Tool Test: Compact Routers
Choose the best tool for profiling, flush trimming, and mortising one-handed.
Synopsis: Cabinetmaker and remodeler Paul Johnson uses a compact router nearly every day for certain jobs: edge profiling, flush trimming, hinge mortising, and trimming laminate. For this article, he put seven models to the test. He took 1/2-in.-deep passes in hardwood and MDF, and then concentrated on more typical tasks: rounding over door edges and cabinet faces, routing profiles in cabinet tops and shelves, mortising hinges, and cutting slots, rabbets, and dadoes.
The original compact routers were created for a singular purpose: trimming laminate for countertops, cabinetry, and shelves. More recently, compact routers have become the go-to tools for edge profiling, flush trimming, and hinge mortising. I use one nearly every day in my remodeling and cabinetmaking business, and I really appreciate how a compact router, which can be held with one hand, frees my other hand for holding stock or managing the cord. Since I was in the market for a new compact router, I welcomed the chance to review all of the currently available models in a head-to-head test.
How we tested
I routinely use my compact router for dadoes, grooves, and rabbets, so I began the process with a power test. I gathered half a dozen species of hardwoods and some MDF and took successively deeper passes with a 3⁄4-in. mortising bit. I found that all but one of the routers could take 1⁄2-in.-deep passes with little problem. With power no longer a question, I concentrated on day-to-day shop and job-site tasks. I rounded over hundreds of feet of door edges and cabinet faces; routed profiles into cabinet tops and shelves; mortised hinges; and cut slots, rabbets, and dadoes.

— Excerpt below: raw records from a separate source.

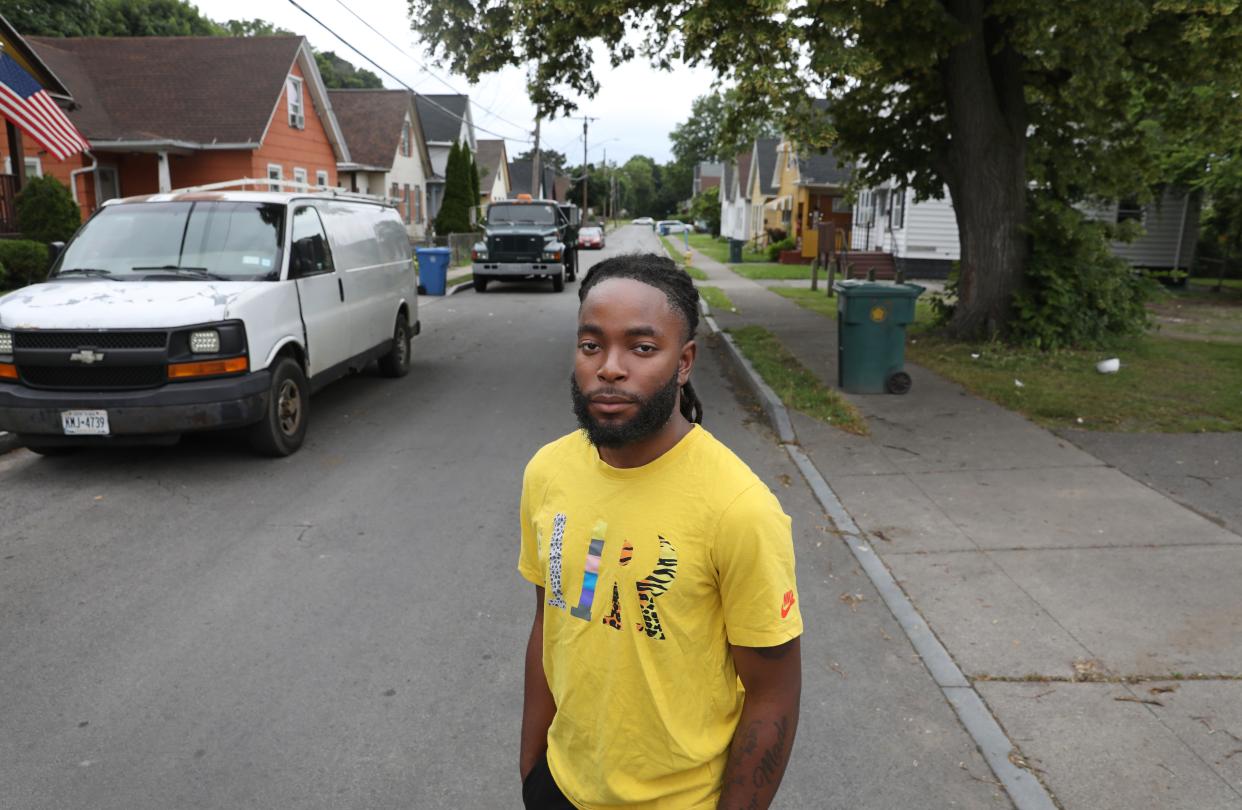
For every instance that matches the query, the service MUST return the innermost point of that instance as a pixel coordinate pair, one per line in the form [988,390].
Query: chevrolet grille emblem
[87,355]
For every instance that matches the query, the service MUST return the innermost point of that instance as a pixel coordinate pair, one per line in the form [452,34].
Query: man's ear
[686,363]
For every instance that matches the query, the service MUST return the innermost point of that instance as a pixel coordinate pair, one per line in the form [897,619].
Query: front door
[106,185]
[321,292]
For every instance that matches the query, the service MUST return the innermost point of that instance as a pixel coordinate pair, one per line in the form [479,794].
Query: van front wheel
[283,426]
[396,362]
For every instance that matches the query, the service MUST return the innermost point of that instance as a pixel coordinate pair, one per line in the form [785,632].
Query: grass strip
[717,298]
[678,255]
[756,271]
[1165,384]
[718,249]
[794,383]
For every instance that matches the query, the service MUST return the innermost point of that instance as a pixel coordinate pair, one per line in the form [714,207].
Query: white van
[205,309]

Best overall and best value
After a few weeks of using these routers, I determined that the Bosch is the best overall, but the Makita and Ridgid are also in the running. The Bosch is available in several kits, which are differentiated by the last letters of their model name. The EVSPK has both plunge and fixed bases and is my top pick for general finish carpentry and cabinetmaking. The accessories in the EVSNK make it suitable primarily for laminate work. If you don’t need the plunge base, the EVSK includes a router, case, and edge guide. The Ridgid is my best-value pick.